The right to life includes and implies the right to commit suicide. To hold otherwise is to deny the right to life at its root. If we have a duty to go on living, despite our better judgment, then our life does not belong to us, and we exist by permission, not by right.
Individuals have a moral right to seek assistance in committing suicide. And if a doctor is willing to assist, based on an objective assessment of his patient’s mental and physical state, the law should not stand in his way.
There is no rational basis upon which the government can properly prevent an individual from choosing to end his life. The choice is his because the life is his.
Religious conservatives, supported by the Bush administration, want to ban assisted suicide because it defies God’s will. Such conservatives crave to inject religion into the bloodstream of American law, thereby assisting in our own national suicide. People of reason must refuse their consent to the religious conservative agenda.
Thomas A. Bowden
Ayn Rand Institute
2121 Alton Parkway #250
949-222-6550 ext 226
Here’s the copyright information: “Copyright (c) 2006 Ayn Rand(R) Institute. All rights reserved. If you plan to use this letter, please let us know. Thank you.”
Just off-the-cuff, I wrote the following as a comment upon the letter:
Of course, I would be very much in favor of an assisted suicide law, but I do fear abuses by medical staff and family members, even if well-meaning. Death devices like those constructed by Jack Kevorkian — where the doctor sets up the death machine, then the patient actually initiates his own death — would largely eliminate that worry. Of course, reasonable exceptions could be made for permanently unconscious patients, as well as for the rare patients unable to move, preferably via the sort of given-in-advance instructions found in living wills, medical power of attorney, and the like.
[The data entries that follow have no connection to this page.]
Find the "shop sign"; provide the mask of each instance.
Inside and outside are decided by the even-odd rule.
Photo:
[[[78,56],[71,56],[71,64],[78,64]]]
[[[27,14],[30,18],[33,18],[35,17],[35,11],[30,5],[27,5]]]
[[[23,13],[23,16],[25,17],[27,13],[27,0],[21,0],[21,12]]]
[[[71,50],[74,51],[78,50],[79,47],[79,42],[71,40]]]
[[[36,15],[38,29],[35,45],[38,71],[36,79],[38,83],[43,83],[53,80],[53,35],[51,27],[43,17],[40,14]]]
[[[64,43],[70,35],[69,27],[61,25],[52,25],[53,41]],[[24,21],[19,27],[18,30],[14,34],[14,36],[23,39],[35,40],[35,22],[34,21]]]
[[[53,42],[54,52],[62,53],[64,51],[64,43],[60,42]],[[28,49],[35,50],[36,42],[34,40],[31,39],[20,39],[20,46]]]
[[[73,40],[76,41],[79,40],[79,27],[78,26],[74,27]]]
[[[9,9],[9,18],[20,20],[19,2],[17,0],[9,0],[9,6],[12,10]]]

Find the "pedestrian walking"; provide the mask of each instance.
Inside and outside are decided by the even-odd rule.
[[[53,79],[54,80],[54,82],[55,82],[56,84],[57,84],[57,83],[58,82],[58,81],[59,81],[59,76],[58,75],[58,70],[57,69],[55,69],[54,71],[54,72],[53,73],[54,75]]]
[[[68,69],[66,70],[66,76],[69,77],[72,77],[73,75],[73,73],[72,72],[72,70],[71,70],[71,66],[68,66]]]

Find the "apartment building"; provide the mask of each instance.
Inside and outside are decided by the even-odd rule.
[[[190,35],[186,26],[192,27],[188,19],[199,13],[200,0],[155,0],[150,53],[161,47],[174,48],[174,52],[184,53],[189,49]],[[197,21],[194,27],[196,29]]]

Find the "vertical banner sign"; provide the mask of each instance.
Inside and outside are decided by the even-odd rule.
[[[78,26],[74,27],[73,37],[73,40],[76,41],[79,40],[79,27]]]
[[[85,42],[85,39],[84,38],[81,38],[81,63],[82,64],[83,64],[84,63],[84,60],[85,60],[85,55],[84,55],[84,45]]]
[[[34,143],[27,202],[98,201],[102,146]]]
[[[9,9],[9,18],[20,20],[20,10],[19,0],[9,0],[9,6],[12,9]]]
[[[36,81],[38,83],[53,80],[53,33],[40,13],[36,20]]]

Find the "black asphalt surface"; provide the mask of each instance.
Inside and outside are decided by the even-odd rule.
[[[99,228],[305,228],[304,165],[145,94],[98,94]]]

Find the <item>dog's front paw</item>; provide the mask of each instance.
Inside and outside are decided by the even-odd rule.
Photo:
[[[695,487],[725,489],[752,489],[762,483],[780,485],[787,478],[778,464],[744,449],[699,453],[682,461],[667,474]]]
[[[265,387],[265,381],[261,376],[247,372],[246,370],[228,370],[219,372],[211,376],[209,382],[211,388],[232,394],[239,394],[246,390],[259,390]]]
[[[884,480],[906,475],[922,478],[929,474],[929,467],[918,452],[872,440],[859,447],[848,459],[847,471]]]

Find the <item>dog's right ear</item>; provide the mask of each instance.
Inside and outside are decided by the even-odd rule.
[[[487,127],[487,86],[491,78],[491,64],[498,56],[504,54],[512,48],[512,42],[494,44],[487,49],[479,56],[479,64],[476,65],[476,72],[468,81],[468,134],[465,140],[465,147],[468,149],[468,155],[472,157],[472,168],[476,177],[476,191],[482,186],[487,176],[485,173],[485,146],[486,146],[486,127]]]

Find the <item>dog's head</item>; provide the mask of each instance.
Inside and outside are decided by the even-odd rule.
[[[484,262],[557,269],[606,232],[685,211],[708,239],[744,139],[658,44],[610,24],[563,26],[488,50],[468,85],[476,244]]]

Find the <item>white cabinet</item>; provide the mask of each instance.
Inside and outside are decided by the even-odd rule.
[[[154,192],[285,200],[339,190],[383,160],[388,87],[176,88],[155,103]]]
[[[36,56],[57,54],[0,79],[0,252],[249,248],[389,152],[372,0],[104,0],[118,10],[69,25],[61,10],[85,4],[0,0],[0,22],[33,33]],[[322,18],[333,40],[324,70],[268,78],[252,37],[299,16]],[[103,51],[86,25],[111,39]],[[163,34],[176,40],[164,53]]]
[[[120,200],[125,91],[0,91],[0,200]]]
As for the sick and aged who would allow themselves to be pressured into suicide by others, so long as they’re competent adults, that’s entirely their own damn fault. And they will pay the ultimate price for that last act of spineless second-handedness, pathetically enough.
Of course, the detailed workings of an assisted suicide law should be hammered out by lawyers and philosophers of law, whereas I’m just speaking here as a barely informed citizen!
Not long thereafter, I read Ayn Rand’s own off-the-cuff comments on euthanasia in the excellent Ayn Rand Answers:
Euthanasia is more complex [than birth control, abortion, and suicide], because the life of another person is involved. If a man makes arrangements stating that he does not want to feel unbearable pain, and it can be proved that this was his desire, in principle I’d say it is his right and the doctor’s right to perform euthanasia. But it would be difficult to put this into law, because of the safeguards needed to prevent unscrupulous doctors in cahoots with unscrupulous relatives from killing somebody who is not dying and in pain. The danger here is legally giving to the doctor the arbitrary power of killing. I suspect, however, that there are many cases of euthanasia about which we do not know and probably shouldn’t know; in such cases, it is up to the doctor involved. Only he can know if a terminally ill patient is suffering truly unbearable torture. I feel like saying that I would not assume to pass judgment on him. I don’t know. The situation is too horrible. I sympathize with the doctor who helps the patient die, but I would not advocate euthanasia as a law.
I’m very hazy on Ayn Rand’s view on this issue. With that last sentence, is Ayn Rand contradicting, modifying, or qualifying what she says at the beginning of the quoted passage? Is she saying that a man has a right to arrange for his own death with his doctor in the case of unbearable pain, but that the law ought not allow for that? If so, wouldn’t that expose honest doctors who choose to relieve the unbearable suffering of terminally ill patients to criminal prosecution for murder? Or does she mean something else by “euthanasia” in that last sentence than what she described in the second sentence?